Another benefit, though not required, was the addition of logical decoupling between applications. Additional consumers could be built to overlay concerns of analytics, but the systems responsible for creating the entities on a given topic did not need to be aware of the analytics applications. This simplifies the interaction between applications and concerns of an organization.
Another benefit of this architecture is that testing is simplified. A given application needs to be tested to obey a contract of reading a message and producing another message. A Kafka topic acts as the boundary for an integration test.
What is most valuable?
Kafka, as compared with other messaging system options, is great for large scale message processing applications. It offers high throughput with built-in fault-tolerance and replication.
Messaging systems in general allow for logical and temporal decoupling between applications. Given Kafka's high availability, it's a great option to use if applications require availability, but not real-time processing.
If a downstream system is offline, messages can queue up and process when possible, but the user may not necessarily need to be aware of any issues.
A messaging-based architecture becomes important as a set of micro-services need to scale with high availability. Kafka is a great choice for messaging with such architecture.
What needs improvement?
Kafka requires non-trivial expertise with DevOps to deploy in production at scale. The organization needs to understand ZooKeeper and Kafka and should consider using additional tools, such as MirrorMaker, so that the organization can survive an availability zone or a region going down.
Shifting availability concerns to Kafka means that it cannot go down. It's important to understand the partitioning model and replication needs before relying on it for critical business functions. I'd suggest using it with a feature toggle for a non-critical path in production and learning from failure before relying on it.
While Kafka is built to scale, that does not mean that applications can start as many consumers or producers without consideration for how Kafka brokers will perform. Considerations about scaling out brokers need to occur before publishing millions of messages.
What do I think about the stability of the solution?
Generally, there were no stability issues. However, there was one scare in production when a consumer rebalance took 30 minutes and messages were not being processed during that time.
What do I think about the scalability of the solution?
We have not yet had scalability issues!
How are customer service and technical support?
There are specialized consulting companies in this space and there are online resources to read. That may help companies get past hurdles.
Which solution did I use previously and why did I switch?
No, we did you use a previous messaging system.

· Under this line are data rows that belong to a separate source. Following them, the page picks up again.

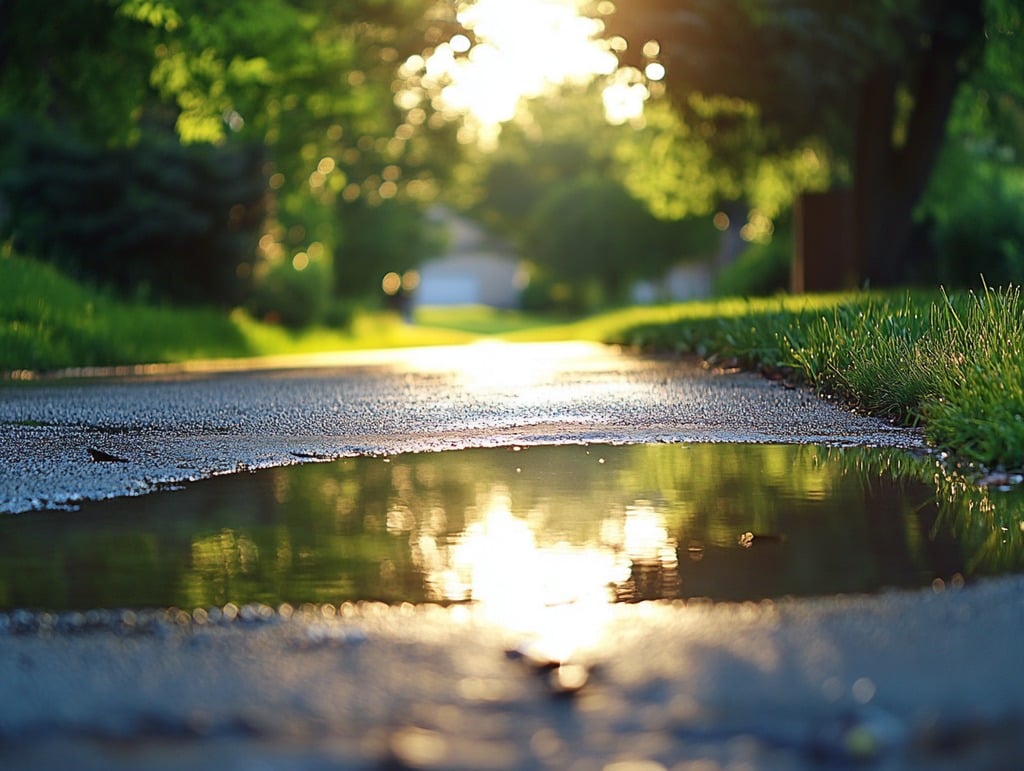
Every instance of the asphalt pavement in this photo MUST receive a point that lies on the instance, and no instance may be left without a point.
(925, 679)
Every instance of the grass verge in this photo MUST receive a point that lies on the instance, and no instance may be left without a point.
(951, 363)
(49, 322)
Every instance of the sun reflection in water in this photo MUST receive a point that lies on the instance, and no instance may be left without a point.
(557, 594)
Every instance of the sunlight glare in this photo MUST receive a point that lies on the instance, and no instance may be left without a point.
(525, 48)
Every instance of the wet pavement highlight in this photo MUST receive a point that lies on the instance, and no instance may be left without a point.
(515, 526)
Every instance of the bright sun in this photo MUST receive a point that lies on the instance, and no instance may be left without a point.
(524, 49)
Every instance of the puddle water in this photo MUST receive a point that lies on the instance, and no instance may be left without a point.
(539, 524)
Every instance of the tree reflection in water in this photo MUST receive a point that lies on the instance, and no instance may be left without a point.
(517, 530)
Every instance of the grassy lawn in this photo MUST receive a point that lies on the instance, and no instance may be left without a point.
(49, 322)
(953, 365)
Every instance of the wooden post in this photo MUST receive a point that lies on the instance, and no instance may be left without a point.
(824, 249)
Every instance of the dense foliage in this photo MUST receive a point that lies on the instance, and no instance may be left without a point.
(202, 148)
(867, 88)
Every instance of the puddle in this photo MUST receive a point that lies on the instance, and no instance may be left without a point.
(540, 524)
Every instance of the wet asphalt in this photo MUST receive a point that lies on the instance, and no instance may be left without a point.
(927, 679)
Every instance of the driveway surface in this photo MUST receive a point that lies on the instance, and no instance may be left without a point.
(927, 679)
(179, 426)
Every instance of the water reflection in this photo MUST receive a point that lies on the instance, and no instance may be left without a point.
(518, 531)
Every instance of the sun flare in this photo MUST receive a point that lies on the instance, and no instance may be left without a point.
(524, 49)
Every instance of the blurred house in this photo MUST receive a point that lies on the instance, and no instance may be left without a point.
(686, 281)
(475, 268)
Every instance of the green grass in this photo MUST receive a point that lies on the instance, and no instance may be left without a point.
(49, 322)
(950, 363)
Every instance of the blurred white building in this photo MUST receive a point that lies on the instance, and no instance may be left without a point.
(475, 269)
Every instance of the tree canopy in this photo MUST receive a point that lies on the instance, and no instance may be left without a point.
(307, 86)
(872, 83)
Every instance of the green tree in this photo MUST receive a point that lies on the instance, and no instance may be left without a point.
(875, 82)
(308, 87)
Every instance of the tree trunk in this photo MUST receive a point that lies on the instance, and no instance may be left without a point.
(889, 180)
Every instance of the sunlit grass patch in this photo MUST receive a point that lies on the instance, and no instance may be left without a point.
(49, 322)
(950, 362)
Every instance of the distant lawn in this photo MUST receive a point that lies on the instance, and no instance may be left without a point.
(49, 322)
(953, 365)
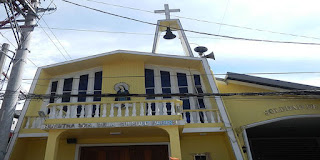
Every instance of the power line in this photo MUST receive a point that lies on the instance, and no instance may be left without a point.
(206, 21)
(142, 76)
(191, 31)
(52, 42)
(8, 40)
(291, 93)
(113, 32)
(32, 62)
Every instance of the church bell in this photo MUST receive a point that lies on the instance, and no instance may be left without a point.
(169, 34)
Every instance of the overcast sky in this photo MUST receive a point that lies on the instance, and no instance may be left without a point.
(286, 16)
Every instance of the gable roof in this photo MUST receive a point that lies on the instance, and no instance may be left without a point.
(268, 82)
(122, 52)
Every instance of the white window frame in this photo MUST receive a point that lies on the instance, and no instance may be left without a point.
(174, 83)
(75, 85)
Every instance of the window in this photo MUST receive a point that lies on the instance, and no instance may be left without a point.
(200, 157)
(82, 90)
(54, 86)
(183, 88)
(165, 83)
(83, 86)
(149, 82)
(97, 86)
(198, 88)
(67, 88)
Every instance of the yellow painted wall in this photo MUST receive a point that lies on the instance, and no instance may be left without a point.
(29, 149)
(216, 145)
(244, 110)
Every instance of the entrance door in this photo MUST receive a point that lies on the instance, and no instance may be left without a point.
(145, 152)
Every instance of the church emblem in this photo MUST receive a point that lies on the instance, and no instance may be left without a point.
(123, 90)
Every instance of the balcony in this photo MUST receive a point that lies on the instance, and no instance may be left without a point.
(121, 113)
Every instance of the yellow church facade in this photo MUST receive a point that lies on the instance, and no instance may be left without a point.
(127, 105)
(73, 125)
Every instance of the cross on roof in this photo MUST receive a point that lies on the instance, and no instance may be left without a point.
(167, 11)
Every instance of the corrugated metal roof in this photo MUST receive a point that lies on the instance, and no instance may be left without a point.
(268, 82)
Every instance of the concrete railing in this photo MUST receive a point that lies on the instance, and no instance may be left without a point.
(33, 122)
(114, 109)
(201, 116)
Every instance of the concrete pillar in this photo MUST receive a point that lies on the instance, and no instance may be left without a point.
(53, 144)
(174, 137)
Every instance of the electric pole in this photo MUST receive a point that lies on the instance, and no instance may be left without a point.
(14, 83)
(4, 51)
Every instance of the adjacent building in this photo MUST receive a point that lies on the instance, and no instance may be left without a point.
(96, 125)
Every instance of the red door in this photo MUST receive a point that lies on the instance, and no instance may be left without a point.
(145, 152)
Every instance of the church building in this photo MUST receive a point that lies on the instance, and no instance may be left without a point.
(99, 109)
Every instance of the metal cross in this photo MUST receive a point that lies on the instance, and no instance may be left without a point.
(167, 11)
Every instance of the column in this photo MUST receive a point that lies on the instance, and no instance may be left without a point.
(53, 144)
(174, 137)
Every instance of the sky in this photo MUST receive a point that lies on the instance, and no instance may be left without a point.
(286, 16)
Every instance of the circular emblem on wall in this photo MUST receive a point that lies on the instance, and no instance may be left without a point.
(122, 90)
(121, 86)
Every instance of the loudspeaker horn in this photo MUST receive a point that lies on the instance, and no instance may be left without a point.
(211, 55)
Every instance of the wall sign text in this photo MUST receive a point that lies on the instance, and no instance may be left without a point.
(290, 108)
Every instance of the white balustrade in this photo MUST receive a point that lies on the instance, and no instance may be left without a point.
(164, 109)
(104, 111)
(97, 111)
(112, 109)
(35, 122)
(201, 116)
(134, 110)
(142, 113)
(149, 109)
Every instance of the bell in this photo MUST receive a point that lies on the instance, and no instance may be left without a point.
(169, 34)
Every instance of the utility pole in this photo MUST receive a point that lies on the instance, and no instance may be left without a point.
(4, 51)
(14, 83)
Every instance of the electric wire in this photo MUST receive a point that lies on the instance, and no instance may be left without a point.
(128, 33)
(206, 21)
(224, 14)
(142, 76)
(192, 31)
(8, 40)
(216, 95)
(56, 38)
(53, 42)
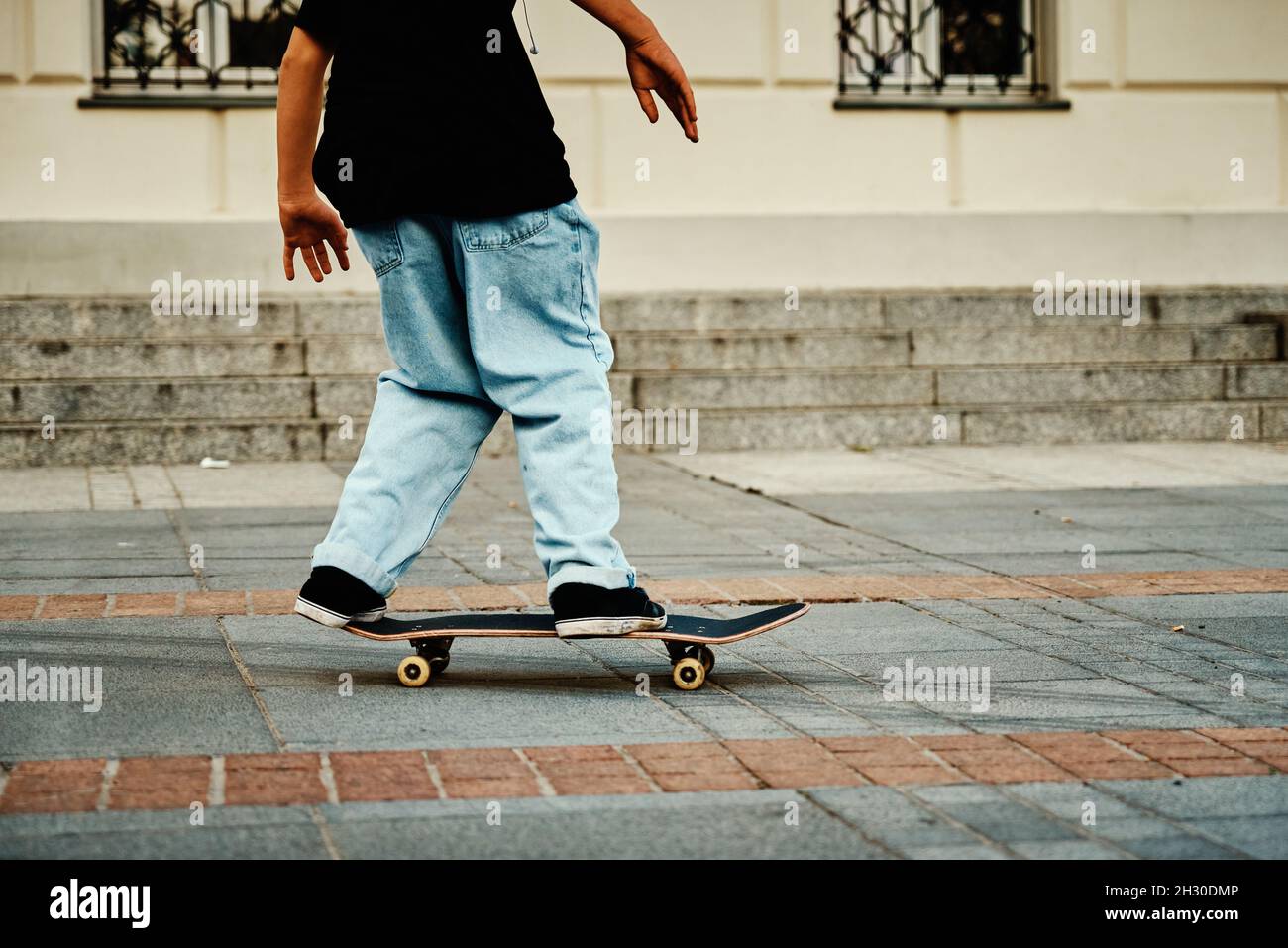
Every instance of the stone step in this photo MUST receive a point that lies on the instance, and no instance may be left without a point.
(366, 355)
(868, 428)
(133, 318)
(1093, 344)
(187, 442)
(355, 395)
(303, 316)
(330, 398)
(119, 359)
(106, 399)
(282, 440)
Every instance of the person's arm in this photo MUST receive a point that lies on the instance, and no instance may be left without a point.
(308, 222)
(649, 62)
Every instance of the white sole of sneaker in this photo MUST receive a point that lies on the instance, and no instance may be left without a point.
(600, 627)
(334, 620)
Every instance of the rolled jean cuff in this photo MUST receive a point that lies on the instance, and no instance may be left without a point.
(356, 563)
(604, 578)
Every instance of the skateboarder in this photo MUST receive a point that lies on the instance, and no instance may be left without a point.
(439, 153)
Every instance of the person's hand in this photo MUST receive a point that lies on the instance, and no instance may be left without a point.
(653, 67)
(308, 226)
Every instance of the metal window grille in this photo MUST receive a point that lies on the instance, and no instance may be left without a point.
(191, 48)
(948, 53)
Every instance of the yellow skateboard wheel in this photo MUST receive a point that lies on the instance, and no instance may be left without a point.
(688, 674)
(413, 672)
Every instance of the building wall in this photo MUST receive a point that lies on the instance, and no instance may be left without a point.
(1173, 93)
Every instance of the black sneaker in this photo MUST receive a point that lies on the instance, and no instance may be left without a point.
(334, 597)
(584, 610)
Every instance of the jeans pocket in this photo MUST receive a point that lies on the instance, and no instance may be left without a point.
(498, 233)
(381, 245)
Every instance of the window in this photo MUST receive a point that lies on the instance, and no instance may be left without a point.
(189, 52)
(944, 53)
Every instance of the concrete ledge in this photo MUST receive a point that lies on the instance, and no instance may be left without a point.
(712, 253)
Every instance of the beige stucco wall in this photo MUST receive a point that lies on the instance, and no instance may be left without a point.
(1175, 90)
(784, 189)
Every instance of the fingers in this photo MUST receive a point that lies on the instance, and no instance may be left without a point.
(323, 260)
(679, 110)
(312, 263)
(691, 110)
(340, 245)
(647, 103)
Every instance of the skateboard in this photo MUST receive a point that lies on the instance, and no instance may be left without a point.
(688, 638)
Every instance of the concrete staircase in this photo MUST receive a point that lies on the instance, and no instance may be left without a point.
(855, 369)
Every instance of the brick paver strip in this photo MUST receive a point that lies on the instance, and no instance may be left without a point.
(160, 784)
(18, 607)
(138, 604)
(53, 786)
(763, 590)
(716, 591)
(273, 780)
(380, 776)
(496, 773)
(73, 607)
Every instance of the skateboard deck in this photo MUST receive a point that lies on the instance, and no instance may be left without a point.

How was the initial setup?
The setup was complex. One must consider setting up ZooKeeper, Kafka, multi-zone/region availability, as well as typical associated functions for running it all in production. This includes monitoring, message schema changes (consider Avro), encrypting messages if it's a concern, potentially authorization for different topics depending up on the sensitivity of data.
If an organization uses Kafka as the first messaging system, then the approach for application design must also shift significantly.
What's my experience with pricing, setup cost, and licensing?
It is open source software.
Which other solutions did I evaluate?
The client evaluated alternatives before I arrived, but I was not there during the evaluation so I cannot comment.
What other advice do I have?
Consider using a managed Kafka service, such as from Heroku.
If messaging is not a central component of the business and vendor lock-in is less of a concern, consider using something like Amazon's Kinesis. This can more rapidly provide the benefits of a messaging service without the pain of understanding it deeply, setting it up, and managing it.
It's important to use a lean approach to understand how it will break in production.
Implement a non-critical transaction with it.
Perhaps use a feature toggle within a facade and implement the behavior with the old approach and with Kafka to reduce risk.
Add it to one or two applications and monitor how it goes.
Figure out security, monitoring, scaling, schema migration, etc., before using it as a critical component in an application.